Paris (CNSNews.com) – Amid a row between France and Italy over how to deal with migrants rescued while attempting to cross the Mediterranean to reach Europe, a former senior French minister and ally of President Emmanuel Macron slammed the government for allowing 234 migrants to disembark at a French port last week.
Gérard Collomb, who was Macron’s interior minister until resigning in 2018, called the move “a mistake which risks creating a precedent.”
In an article published in the magazine Le Point he also revealed – for the first time – that his 2018 resignation had been the result of differences with the president over how to deal with the migration issue.
Last week the government allowed the Ocean Viking, an NGO-chartered ship that had been unable to dock at a European port for three weeks, to make port in the southern city of Toulon, to enable the 234 men, women and children onboard to disembark.
The migrants, mostly from Africa and the Middle East, had been rescued while trying to cross the Mediterranean in flimsy boats.
The ship approached France after the newly-installed Italian government of Prime Minister Giorgia Meloni refused to allow it to dock at an Italian port.
In a “solidarity” agreement reached over the summer and aimed at helping Italy cope with migrants arriving on its soil, France had agreed to accept 3,000 migrants, including 500 by the end of 2022.
After the Ocean Viking incident, however, Paris is pulling out of the arrangement, with immediate effect.
Foreign Minister Catherine Colonna told reporters that France has “suspended the relocation system for migrants from Italy,” and is reinforcing controls at the France-Italy border.
Meloni earlier described the French reaction to the incident as “aggressive” and “incomprehensible and unjustified.”
Italy could not be the only destination in Europe for migrants from Africa, she said.
Meloni said Italy wanted to find a common “European solution” to the problem, saying she did not want to have arguments with France, Spain or other E.U. countries adjacent to the Mediterranean.
Meanwhile, Collomb’s revelations have drawn considerable attention from French politicians.
He said that, aside from an emotional response to the plight of the migrants on the Ocean Viking, the decision to allow the ship to dock in France “marks a turning point” in its immigration policy.

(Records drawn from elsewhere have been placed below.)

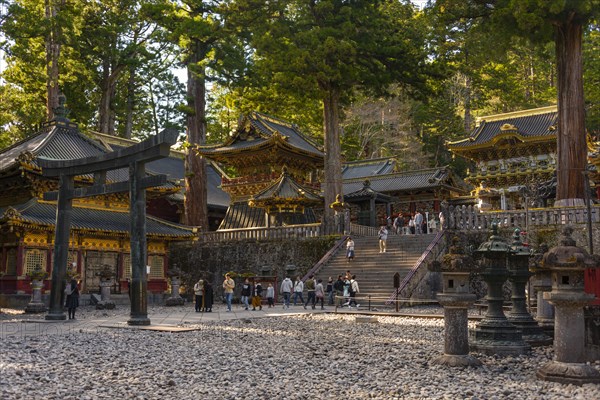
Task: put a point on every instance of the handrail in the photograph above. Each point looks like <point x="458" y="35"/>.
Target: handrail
<point x="278" y="232"/>
<point x="325" y="258"/>
<point x="472" y="218"/>
<point x="363" y="230"/>
<point x="437" y="240"/>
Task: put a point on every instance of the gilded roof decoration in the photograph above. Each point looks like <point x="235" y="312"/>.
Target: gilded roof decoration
<point x="285" y="191"/>
<point x="529" y="126"/>
<point x="258" y="131"/>
<point x="43" y="215"/>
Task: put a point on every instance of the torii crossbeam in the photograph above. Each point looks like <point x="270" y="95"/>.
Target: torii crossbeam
<point x="135" y="158"/>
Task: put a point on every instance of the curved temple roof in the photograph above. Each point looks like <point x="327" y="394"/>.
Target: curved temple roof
<point x="259" y="130"/>
<point x="44" y="214"/>
<point x="529" y="125"/>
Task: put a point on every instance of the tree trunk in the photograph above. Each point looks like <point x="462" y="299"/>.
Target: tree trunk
<point x="571" y="139"/>
<point x="52" y="56"/>
<point x="333" y="162"/>
<point x="468" y="118"/>
<point x="195" y="203"/>
<point x="108" y="86"/>
<point x="130" y="102"/>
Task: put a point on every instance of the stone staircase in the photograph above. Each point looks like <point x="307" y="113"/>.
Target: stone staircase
<point x="375" y="271"/>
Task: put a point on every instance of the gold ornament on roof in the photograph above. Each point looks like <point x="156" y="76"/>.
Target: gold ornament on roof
<point x="508" y="127"/>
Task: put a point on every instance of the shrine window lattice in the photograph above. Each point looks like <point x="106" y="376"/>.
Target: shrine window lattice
<point x="11" y="262"/>
<point x="34" y="258"/>
<point x="156" y="264"/>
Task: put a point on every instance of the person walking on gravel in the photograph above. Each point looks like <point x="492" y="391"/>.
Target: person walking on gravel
<point x="383" y="239"/>
<point x="320" y="293"/>
<point x="246" y="293"/>
<point x="228" y="286"/>
<point x="310" y="292"/>
<point x="298" y="289"/>
<point x="286" y="290"/>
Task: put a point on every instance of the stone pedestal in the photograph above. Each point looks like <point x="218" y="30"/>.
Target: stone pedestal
<point x="36" y="305"/>
<point x="456" y="299"/>
<point x="542" y="282"/>
<point x="105" y="303"/>
<point x="567" y="263"/>
<point x="495" y="334"/>
<point x="456" y="330"/>
<point x="175" y="299"/>
<point x="518" y="262"/>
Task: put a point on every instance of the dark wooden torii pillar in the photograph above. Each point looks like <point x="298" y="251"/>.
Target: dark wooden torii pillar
<point x="135" y="158"/>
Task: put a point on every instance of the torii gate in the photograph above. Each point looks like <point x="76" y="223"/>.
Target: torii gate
<point x="135" y="158"/>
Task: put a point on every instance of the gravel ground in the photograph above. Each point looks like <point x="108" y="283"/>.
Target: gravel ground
<point x="293" y="357"/>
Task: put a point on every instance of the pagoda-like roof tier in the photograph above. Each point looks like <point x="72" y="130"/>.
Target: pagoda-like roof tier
<point x="409" y="181"/>
<point x="174" y="167"/>
<point x="365" y="168"/>
<point x="41" y="214"/>
<point x="509" y="179"/>
<point x="505" y="135"/>
<point x="61" y="140"/>
<point x="367" y="193"/>
<point x="259" y="138"/>
<point x="285" y="191"/>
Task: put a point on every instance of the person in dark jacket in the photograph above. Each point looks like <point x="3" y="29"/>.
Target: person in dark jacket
<point x="208" y="296"/>
<point x="72" y="293"/>
<point x="257" y="296"/>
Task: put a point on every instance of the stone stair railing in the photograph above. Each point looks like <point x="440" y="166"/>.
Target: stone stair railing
<point x="471" y="218"/>
<point x="419" y="270"/>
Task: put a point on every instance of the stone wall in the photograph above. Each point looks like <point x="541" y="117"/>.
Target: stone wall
<point x="246" y="258"/>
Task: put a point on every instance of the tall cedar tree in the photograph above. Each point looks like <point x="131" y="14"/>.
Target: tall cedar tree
<point x="330" y="48"/>
<point x="542" y="21"/>
<point x="196" y="27"/>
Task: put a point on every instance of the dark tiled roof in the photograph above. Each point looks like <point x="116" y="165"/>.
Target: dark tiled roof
<point x="527" y="126"/>
<point x="59" y="142"/>
<point x="404" y="181"/>
<point x="44" y="214"/>
<point x="366" y="192"/>
<point x="241" y="215"/>
<point x="266" y="126"/>
<point x="174" y="168"/>
<point x="366" y="168"/>
<point x="286" y="187"/>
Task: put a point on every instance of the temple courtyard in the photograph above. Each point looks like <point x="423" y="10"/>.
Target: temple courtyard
<point x="271" y="354"/>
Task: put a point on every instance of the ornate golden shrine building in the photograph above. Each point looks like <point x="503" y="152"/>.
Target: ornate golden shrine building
<point x="275" y="168"/>
<point x="511" y="152"/>
<point x="100" y="225"/>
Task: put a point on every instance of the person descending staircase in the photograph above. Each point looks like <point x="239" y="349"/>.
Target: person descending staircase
<point x="374" y="270"/>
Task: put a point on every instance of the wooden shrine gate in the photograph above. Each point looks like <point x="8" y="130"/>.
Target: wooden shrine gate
<point x="135" y="158"/>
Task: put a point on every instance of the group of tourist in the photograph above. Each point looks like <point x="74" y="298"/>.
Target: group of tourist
<point x="204" y="296"/>
<point x="346" y="288"/>
<point x="251" y="294"/>
<point x="412" y="224"/>
<point x="315" y="292"/>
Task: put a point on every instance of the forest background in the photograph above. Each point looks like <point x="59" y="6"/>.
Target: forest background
<point x="367" y="79"/>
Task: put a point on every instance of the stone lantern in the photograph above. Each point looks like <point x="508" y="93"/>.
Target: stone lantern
<point x="567" y="263"/>
<point x="518" y="275"/>
<point x="495" y="334"/>
<point x="175" y="299"/>
<point x="36" y="305"/>
<point x="106" y="281"/>
<point x="456" y="299"/>
<point x="542" y="282"/>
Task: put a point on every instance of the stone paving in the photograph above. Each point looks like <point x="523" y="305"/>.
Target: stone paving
<point x="269" y="354"/>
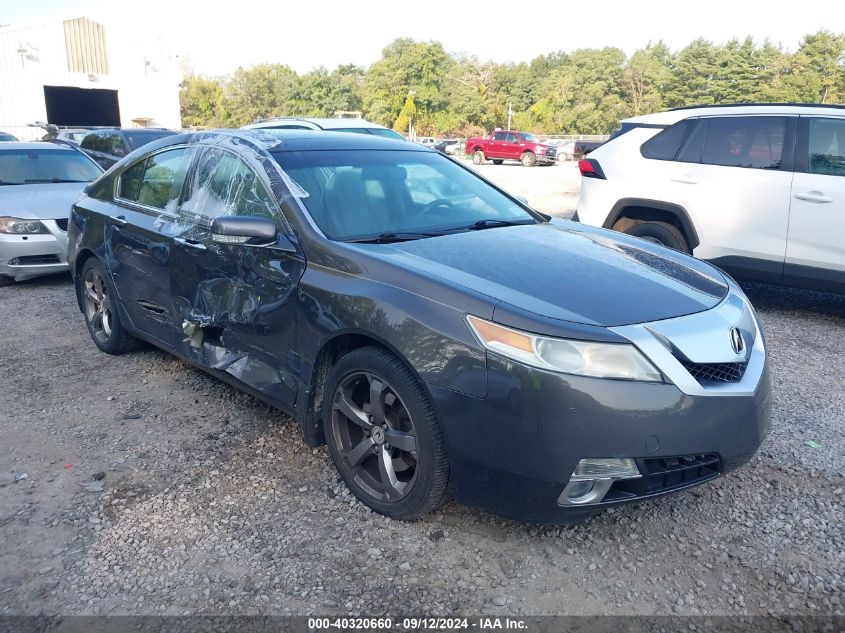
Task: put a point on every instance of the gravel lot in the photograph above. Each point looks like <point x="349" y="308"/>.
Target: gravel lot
<point x="211" y="502"/>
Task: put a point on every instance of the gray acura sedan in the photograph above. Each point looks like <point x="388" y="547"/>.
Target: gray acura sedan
<point x="438" y="334"/>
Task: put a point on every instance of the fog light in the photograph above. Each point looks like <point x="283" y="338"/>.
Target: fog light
<point x="592" y="478"/>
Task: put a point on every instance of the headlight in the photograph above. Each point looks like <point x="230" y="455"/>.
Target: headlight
<point x="599" y="360"/>
<point x="16" y="226"/>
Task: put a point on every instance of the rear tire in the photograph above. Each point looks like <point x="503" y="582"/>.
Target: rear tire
<point x="661" y="233"/>
<point x="383" y="435"/>
<point x="98" y="299"/>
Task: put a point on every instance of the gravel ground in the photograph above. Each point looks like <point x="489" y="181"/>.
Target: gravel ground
<point x="211" y="502"/>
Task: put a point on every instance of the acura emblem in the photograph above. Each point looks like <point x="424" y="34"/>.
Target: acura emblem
<point x="736" y="341"/>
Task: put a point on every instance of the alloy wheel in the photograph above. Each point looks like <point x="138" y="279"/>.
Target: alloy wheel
<point x="98" y="307"/>
<point x="375" y="436"/>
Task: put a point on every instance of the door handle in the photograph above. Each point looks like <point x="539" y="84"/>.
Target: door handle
<point x="189" y="243"/>
<point x="686" y="180"/>
<point x="814" y="196"/>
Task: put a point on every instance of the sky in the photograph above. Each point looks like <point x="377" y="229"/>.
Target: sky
<point x="214" y="38"/>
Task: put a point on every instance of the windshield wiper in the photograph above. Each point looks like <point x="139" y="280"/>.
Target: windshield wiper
<point x="387" y="238"/>
<point x="489" y="224"/>
<point x="35" y="180"/>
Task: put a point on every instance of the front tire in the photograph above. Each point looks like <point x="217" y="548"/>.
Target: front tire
<point x="661" y="233"/>
<point x="101" y="315"/>
<point x="383" y="435"/>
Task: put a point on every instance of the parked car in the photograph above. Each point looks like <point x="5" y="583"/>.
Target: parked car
<point x="358" y="126"/>
<point x="73" y="135"/>
<point x="449" y="146"/>
<point x="109" y="145"/>
<point x="758" y="190"/>
<point x="566" y="151"/>
<point x="559" y="370"/>
<point x="38" y="184"/>
<point x="583" y="148"/>
<point x="510" y="145"/>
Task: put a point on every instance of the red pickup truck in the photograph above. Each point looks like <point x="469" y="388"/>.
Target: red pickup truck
<point x="511" y="145"/>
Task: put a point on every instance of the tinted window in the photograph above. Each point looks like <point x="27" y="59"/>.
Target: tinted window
<point x="755" y="142"/>
<point x="665" y="144"/>
<point x="826" y="147"/>
<point x="21" y="166"/>
<point x="222" y="184"/>
<point x="130" y="181"/>
<point x="139" y="138"/>
<point x="694" y="145"/>
<point x="360" y="195"/>
<point x="161" y="183"/>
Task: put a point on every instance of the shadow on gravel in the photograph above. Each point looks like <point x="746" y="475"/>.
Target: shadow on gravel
<point x="769" y="297"/>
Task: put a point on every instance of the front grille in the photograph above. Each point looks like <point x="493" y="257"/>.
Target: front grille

Collomb said that allowing the migrants into France was “to open a breach and create a precedent” saying that the decision would “only encourage networks of smugglers for whom migrants are a source of considerable earnings.”
“Once the migrants have entered French territory, it is almost impossible to expel them,” he said.
Collomb disclosed that he had resigned in 2018 after opposing plans under consideration by Macron to create a so-called migration “hot spot” in Toulon or Marseille – a center where rescued migrants would be received and processed.
He said that the reason he had not gone public at the time with his reasons for resigning was because he had not wanted to give a boost to National Rally leader Marine Le Pen – who has strong views about illegal migration – in her next presidential election campaign.
In response, Le Pen accused Collomb of having “deceived France” in order to prevent her from being elected president.
She tweeted that Collomb’s words confirm that Macron has “always had a vision in favor of immigration.”
“We must now listen to the French people and put an end to this anarchic and massive immigration which is creating chaos in our country,” Le Pen said.
Left-wing parties welcomed the government’s decision last week to allow the migrants to disembark, calling it a “decision worthy of the values of France.”
The center-right Republicans criticized the government move, however. Bruno Retailleau, who is campaigning for the presidency of the party, said he regretted the “irresponsible signal” sent by Macron to “smugglers” and to “NGOs, who are their accomplices.”
The ship was chartered by SOS Méditerranée, a European NGO that says it has been operating in the waters between North Africa and Europe since 2015, “to save people in distress in the Central Mediterranean – the world’s most deadly migration route.”
On Tuesday, Interior Minister Gerald Darmanin said that 60 of the migrants taken off the ship, mostly from Syria, Sudan, and Eritrea, have been allowed to request asylum.
The applications of 44 others had been rejected and they would be deported, he said. Applications for the rest were under consideration.